Refugees and people needing protection are people in or outside Canada who fear returning to their home country. In keeping with its humanitarian tradition and international obligations, Canada provides protection to thousands of people every year.
Refugee claims in Canada
Canada offers refugee protection to people in Canada who fear persecution or whose removal from Canada would subject them to a danger of torture, a risk to their life or a risk of cruel and unusual treatment or punishment.
If you feel that you will be persecuted or otherwise at risk as mentioned above if you return to your home country, you may be able to seek protection in Canada as a refugee
Convention Refugees are people who are outside their home country or the country where they normally live, and who are unwilling to return because of a well-founded fear of persecution based on:
·Membership in a particular social group, such as women or people of a particular sexual orientation.

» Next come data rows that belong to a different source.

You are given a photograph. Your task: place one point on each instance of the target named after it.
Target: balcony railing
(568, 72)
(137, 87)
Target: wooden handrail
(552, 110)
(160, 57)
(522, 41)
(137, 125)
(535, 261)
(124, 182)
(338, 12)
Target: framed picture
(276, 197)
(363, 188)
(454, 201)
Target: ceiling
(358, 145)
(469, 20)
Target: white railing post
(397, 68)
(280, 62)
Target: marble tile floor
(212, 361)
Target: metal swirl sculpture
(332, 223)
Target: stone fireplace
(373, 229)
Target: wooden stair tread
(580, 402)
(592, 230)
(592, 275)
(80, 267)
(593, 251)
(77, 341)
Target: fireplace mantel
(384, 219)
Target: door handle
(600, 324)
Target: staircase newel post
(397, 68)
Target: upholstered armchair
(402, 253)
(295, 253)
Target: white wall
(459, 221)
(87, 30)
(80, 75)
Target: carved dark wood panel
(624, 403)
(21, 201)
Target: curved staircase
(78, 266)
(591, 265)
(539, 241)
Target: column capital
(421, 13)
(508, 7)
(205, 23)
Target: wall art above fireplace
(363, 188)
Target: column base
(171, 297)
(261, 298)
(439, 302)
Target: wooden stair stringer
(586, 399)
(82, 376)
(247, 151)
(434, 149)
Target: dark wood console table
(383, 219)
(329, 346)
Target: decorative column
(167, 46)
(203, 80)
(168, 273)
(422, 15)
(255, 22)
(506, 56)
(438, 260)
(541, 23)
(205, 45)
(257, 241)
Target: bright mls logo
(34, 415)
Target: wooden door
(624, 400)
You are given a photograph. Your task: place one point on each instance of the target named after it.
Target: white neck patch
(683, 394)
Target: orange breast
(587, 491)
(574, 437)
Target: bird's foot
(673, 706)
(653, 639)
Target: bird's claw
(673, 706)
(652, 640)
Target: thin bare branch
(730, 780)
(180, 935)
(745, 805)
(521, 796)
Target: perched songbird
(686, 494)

Person in need of protection
A person in need of protection is a person in Canada whose removal to their home country or country where they normally live would subject them personally to:
·A danger of torture;
·A risk to their life; or
·A risk of cruel and unusual treatment or punishment.
Officers receiving your refugee claim will decide whether it is eligible for referral to the Immigration and Refugee Board of Canada (IRB) that makes decisions on immigration and refugee matters. The IRB decides who is a Convention refugee or a person in need of protection. Your refugee claim may not be eligible for referral to the IRB if:
·You have been recognized as a Convention refugee by another country to which you can return;
·You have already been granted protected person status in Canada;
·You arrived via the Canada-United States border
·You are not admissible to Canada on security grounds, or because of criminal activity or human rights violations;
·You made a previous refugee claim that was found to be ineligible for referral to the IRB;
·You made a previous refugee claim that was rejected by the IRB; or
·You abandoned or withdrew a previous refugee claim.
Safe Third Country Agreement
The Safe Third Country Agreement between Canada and the United States applies to Refugee claimants only who are seeking entry to Canada from a U.S. border. Under this agreement, Refugee claimants must seek asylum (protection) in the first safe country where they arrive. For example, if you entered Canada at a land border from the United States, you will not be able to claim refugee protection in Canada. Sometimes there are exceptions (such as those who already have family in Canada).
Resettlement from outside Canada
Citizenship and Immigration Canada (CIC) uses three legal processes, which are divided into refugee classes, for resettling refugees in Canada. The three refugee classes are:
·Convention Refugees Abroad Class
You are a Convention Refugee if you are outside your home country, or the country where you normally live, and can’t return to that country because of a well-founded fear of persecution. The United Nations High Commissioner for Refugees (UNHCR) identifies refugees to be resettled in Canada when there is no other solution or no effective protection available to them. A Canadian visa officer then decides whether the person identified meets the requirements of Canada’s Refugee and Humanitarian Resettlement Program, and if the person will be admitted to Canada.
·Country of Asylum Class
The Country of Asylum Class is for people in refugee-like situations, who do not qualify as Convention refugees. Canada relies mainly on private sponsorship groups to identify and refer refugees who meet the criteria of the Country of Asylum Class.
·Source Country Class
You are in the Source Country Class if you live in a country that has been named a source country of refugees. Private sponsorship groups identify and refer refugees from source countries designated by Citizenship and Immigration Canada (CIC).In unusual circumstances, refugees from some countries may apply directly for resettlement to Canada through the Source Country Class.
Private sponsoring groups are groups or corporations that have signed an agreement with Canada’s Minister of Citizenship and Immigration. In this agreement, they promise to provide funds and carry out certain duties to sponsor refugees who come to Canada.
Most sponsorships last for one year, but some refugees may be eligible to receive assistance from their sponsors for a longer period of time.